Erinnerungen an die Kindheit
Als sie drei Jahre alt war, 1956, tobte der Sinaikrieg, und ihre Mutter, die den Holocaust überlebte, die Jiddisch sprach und sie nie umarmte und küsste, war immer wieder sehr krank, beschädigt in ihrer Fähigkeit zur Zärtlichkeit.
„Aber in dem Viertel, in dem ich aufgewachsen bin, geht man nicht verloren. Der Mann aus Sobibor kennt die Frau aus Bergen-Belsen gut, und sie bringt mich zu der Frau aus dem Ghetto Krakau, die mich schließlich zu der richtigen Mutter aus Auschwitz zurückbringt.“
Die Erinnerungen an ihre Kindheit und Jugend überfallen sie, als sie am Ende des Jahres 2018 an das Sterbebett des Jugendfreundes Yigal gerufen wird. Er wird das neue Jahr nicht mehr erleben. Vor mehr als fünfzig Jahren feierten sie Israels Sieg im Sechs-Tage-Krieg und Yigal schwor, im nächsten Krieg für Israel zu kämpfen:
„Das Leben ist nur Israel geweiht, und ist es das nicht – ist es kein Leben. Ein unsagbar schönes Leben liegt vor uns, und nur meine Mutter verdirbt weiterhin die Stimmung.“
Zerbrochene Familien
Lizzie Doron lässt die Erzählerin sich in die Zeit Anfang der 70er Jahre zurückerinnern, als sie während des Militärdienstes Yigal noch einmal sieht, und als er nach dem nächsten Krieg, dem Yom Kippur-Krieg 1974 zurückkehrt, verwundet und vernarbt, in syrischer Gefangenschaft gefoltert, ist er ein anderer geworden, ein entschiedener Kriegsgegner, den jede Art von Heldentum abstößt, und der nicht mehr in ihr Leben passt. Hat sie ihn verraten, als er Hilfe suchte? Als er sich entschieden hatte zu schreien, wie damals ihre Mutter?

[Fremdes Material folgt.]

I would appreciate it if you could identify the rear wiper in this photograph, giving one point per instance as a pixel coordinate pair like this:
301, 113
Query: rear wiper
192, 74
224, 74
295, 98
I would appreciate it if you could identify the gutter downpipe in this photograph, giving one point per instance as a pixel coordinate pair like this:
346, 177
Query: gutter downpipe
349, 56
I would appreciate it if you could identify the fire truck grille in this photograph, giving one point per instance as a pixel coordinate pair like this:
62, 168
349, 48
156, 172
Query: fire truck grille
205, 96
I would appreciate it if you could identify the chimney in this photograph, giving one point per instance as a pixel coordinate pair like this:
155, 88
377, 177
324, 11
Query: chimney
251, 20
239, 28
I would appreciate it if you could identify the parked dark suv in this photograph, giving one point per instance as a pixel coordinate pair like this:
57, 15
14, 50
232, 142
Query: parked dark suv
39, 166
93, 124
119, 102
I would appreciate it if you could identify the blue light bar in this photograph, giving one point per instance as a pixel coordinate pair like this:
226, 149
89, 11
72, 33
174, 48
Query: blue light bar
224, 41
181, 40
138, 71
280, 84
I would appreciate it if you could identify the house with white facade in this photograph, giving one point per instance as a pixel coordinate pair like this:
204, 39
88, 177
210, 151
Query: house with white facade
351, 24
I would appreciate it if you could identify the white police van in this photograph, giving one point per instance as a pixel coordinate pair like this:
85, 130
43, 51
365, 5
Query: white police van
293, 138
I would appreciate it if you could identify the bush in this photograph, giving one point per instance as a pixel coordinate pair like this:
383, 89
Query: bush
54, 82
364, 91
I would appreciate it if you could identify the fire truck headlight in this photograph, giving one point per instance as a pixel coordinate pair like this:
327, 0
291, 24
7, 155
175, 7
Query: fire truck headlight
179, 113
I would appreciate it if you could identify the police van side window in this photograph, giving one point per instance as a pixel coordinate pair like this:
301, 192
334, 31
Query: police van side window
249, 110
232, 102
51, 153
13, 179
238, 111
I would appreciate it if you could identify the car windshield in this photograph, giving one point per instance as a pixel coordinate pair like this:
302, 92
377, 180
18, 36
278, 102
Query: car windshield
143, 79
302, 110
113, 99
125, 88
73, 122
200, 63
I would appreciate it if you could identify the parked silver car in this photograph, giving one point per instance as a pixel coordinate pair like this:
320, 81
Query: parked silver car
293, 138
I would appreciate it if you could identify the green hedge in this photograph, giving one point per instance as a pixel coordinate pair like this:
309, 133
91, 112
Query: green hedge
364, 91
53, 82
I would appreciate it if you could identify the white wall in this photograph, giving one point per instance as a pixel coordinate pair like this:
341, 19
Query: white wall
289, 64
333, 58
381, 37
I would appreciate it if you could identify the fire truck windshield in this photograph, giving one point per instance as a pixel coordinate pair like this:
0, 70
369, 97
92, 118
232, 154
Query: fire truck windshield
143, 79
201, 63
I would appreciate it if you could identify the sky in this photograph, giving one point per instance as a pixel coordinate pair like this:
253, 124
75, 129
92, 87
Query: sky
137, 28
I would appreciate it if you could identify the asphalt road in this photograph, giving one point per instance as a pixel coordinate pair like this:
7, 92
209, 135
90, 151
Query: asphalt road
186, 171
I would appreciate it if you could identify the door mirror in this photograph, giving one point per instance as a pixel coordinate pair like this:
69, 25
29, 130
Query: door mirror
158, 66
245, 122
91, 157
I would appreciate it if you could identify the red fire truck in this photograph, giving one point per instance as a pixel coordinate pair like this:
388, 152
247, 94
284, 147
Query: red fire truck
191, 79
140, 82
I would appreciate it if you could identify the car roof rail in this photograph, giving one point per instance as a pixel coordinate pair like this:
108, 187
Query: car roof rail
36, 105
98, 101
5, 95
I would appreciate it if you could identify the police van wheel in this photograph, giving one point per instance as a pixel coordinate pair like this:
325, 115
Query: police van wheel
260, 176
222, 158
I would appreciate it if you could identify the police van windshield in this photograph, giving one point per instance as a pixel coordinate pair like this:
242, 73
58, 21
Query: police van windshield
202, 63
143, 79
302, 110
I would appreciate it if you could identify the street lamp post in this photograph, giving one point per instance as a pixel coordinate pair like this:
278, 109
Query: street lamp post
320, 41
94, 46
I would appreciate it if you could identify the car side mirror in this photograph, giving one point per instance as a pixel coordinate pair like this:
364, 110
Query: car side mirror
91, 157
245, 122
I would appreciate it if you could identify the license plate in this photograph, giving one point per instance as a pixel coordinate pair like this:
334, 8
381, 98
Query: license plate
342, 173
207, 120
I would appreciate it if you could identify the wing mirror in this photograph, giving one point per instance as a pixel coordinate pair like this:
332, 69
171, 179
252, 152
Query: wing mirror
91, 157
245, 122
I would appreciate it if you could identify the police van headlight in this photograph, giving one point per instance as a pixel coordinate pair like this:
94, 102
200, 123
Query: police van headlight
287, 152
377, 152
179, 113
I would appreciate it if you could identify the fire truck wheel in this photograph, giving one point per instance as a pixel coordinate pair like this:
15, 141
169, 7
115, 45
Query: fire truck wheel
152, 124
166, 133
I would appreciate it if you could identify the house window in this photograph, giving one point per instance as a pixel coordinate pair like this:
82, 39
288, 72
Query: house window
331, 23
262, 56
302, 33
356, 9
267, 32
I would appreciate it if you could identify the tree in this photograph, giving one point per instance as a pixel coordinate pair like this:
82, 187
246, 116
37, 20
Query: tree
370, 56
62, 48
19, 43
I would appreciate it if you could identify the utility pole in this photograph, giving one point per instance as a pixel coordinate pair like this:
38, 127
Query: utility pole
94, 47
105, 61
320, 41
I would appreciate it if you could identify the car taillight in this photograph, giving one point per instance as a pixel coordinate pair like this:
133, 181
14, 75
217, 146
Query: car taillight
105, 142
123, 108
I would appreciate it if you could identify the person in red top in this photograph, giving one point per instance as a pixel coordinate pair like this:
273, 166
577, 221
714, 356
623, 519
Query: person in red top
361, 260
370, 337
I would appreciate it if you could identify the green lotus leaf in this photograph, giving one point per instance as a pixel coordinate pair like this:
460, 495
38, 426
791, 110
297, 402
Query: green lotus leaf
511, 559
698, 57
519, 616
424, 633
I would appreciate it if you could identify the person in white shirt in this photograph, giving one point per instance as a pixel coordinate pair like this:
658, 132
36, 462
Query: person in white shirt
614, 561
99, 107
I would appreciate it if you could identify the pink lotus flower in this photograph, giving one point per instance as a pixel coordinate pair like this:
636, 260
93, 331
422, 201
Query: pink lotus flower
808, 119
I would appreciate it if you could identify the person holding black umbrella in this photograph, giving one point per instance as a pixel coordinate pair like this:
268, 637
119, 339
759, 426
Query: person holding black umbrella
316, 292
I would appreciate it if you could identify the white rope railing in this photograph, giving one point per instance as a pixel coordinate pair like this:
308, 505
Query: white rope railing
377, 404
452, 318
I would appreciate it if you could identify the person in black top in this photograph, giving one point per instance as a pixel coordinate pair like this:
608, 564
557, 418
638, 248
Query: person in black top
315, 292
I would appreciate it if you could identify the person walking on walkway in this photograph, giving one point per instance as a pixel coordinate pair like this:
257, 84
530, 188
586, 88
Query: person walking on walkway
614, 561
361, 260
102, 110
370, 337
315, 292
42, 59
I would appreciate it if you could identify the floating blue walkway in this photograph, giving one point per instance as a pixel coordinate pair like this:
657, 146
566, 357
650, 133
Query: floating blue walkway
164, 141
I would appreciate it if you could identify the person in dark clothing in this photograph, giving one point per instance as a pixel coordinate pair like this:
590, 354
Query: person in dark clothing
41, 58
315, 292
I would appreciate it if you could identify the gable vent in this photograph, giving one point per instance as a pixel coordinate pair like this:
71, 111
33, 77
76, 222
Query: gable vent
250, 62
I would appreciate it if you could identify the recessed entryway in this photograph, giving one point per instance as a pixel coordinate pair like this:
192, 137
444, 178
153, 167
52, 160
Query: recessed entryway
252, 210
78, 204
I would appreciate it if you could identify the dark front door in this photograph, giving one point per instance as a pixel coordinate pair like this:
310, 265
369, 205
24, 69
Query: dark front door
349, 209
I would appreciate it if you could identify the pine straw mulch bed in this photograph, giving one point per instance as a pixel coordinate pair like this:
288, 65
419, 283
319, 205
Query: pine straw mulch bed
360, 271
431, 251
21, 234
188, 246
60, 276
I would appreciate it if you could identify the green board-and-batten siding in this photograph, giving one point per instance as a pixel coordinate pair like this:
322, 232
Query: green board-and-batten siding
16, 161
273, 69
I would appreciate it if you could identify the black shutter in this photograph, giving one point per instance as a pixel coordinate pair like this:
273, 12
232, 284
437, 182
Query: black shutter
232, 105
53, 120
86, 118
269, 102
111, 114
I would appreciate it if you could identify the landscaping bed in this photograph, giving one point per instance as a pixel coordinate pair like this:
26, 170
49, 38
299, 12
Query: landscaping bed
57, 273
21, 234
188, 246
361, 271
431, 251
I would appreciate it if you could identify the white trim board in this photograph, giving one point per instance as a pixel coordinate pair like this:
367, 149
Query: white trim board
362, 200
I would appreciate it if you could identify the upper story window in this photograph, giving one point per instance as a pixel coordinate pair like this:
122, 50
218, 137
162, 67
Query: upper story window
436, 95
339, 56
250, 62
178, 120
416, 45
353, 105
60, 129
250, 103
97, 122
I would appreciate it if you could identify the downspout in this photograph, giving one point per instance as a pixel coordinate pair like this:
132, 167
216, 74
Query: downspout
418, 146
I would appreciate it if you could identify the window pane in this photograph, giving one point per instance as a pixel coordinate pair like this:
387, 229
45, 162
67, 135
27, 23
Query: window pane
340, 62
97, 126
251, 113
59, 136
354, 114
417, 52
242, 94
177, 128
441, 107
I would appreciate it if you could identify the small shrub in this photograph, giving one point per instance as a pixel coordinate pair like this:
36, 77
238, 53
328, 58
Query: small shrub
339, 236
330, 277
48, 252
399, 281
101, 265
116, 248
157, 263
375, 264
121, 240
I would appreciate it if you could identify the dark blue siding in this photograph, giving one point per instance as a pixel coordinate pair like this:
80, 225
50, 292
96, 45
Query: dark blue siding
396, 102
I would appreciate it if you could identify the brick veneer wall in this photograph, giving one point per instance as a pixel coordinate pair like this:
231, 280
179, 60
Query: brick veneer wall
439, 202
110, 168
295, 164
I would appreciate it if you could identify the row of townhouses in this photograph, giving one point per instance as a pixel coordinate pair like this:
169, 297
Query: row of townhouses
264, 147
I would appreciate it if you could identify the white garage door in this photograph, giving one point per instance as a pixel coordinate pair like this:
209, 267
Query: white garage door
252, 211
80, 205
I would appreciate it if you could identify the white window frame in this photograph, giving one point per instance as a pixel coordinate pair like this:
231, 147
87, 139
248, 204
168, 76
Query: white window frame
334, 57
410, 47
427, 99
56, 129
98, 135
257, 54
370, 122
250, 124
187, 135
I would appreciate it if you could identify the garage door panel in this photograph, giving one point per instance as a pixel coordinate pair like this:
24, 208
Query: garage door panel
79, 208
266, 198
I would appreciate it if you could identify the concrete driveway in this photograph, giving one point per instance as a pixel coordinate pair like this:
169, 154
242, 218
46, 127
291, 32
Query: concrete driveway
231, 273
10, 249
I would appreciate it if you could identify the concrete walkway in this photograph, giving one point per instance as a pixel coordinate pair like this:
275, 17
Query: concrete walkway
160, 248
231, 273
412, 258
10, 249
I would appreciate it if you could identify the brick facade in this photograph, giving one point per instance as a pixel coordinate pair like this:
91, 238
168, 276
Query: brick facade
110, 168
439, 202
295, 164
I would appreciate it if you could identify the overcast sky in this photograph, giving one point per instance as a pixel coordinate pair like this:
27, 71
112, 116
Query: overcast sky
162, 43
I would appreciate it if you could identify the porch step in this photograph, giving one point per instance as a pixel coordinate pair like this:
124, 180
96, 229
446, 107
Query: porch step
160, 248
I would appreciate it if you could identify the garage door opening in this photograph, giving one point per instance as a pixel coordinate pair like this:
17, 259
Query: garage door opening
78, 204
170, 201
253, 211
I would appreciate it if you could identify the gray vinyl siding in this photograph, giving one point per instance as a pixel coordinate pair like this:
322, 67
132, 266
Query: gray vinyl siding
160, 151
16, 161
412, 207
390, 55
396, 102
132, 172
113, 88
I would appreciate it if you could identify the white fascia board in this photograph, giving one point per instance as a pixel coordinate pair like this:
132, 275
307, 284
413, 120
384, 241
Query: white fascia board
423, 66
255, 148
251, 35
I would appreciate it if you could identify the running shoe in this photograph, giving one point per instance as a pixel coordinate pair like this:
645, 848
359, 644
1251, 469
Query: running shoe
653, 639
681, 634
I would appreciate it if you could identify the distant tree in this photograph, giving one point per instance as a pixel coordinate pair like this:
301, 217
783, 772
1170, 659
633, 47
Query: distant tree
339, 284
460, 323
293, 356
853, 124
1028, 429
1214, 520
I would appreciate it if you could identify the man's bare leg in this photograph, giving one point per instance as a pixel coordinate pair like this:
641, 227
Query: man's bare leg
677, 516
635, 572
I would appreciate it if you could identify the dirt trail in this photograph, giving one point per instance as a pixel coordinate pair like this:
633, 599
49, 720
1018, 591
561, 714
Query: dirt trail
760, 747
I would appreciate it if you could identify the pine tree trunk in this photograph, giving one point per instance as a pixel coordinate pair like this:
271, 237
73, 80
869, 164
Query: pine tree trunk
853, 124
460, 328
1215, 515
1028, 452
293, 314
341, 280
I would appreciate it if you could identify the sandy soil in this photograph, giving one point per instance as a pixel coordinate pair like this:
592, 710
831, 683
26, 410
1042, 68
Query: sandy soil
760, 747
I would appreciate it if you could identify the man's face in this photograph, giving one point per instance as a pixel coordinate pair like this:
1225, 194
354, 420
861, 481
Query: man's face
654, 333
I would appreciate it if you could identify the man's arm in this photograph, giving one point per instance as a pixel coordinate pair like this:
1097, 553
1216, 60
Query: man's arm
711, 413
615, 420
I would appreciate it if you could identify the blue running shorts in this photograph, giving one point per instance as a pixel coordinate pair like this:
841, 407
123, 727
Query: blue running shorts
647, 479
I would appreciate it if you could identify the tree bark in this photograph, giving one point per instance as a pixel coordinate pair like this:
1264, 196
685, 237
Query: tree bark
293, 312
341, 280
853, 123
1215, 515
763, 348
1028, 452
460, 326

„Ich kehre zurück zu den Häusern, in denen wir gewohnt haben, zu unseren geschichtslosen, zerbrochenen Familien. Mein Kopf kehrt zurück zu den Träumen, die wir hatten, und zu der Fantasie, mit der wir die Leere ausfüllten, und zum ersten Mal überhaupt kommt mir in den Sinn, dass mein ganzes Leben lang viele Menschen um mich waren, die etwas Schreckliches über diese Welt wussten.“
Die kurzen Szenen, Flashbacks zwischen den Zeiten und den Kriegen, verdichten sich in Dorons Roman zum Bild einer Gesellschaft, die so viel Schmerz nicht ertragen und zulassen konnte, um den Preis seelischer Verhärtung. Der Mann, der schwer verletzt aus dem Krieg zurückkam, hat durch sein Weiterleben die Geschichte all der Toten nicht verstummen lassen, und die Autorin beschreibt ergreifend, wie sein Sterben ihn in der Erinnerung der frühen Freundin wiedererweckt, bis sie erkennt, wie sehr er in ihr Leben verwoben ist.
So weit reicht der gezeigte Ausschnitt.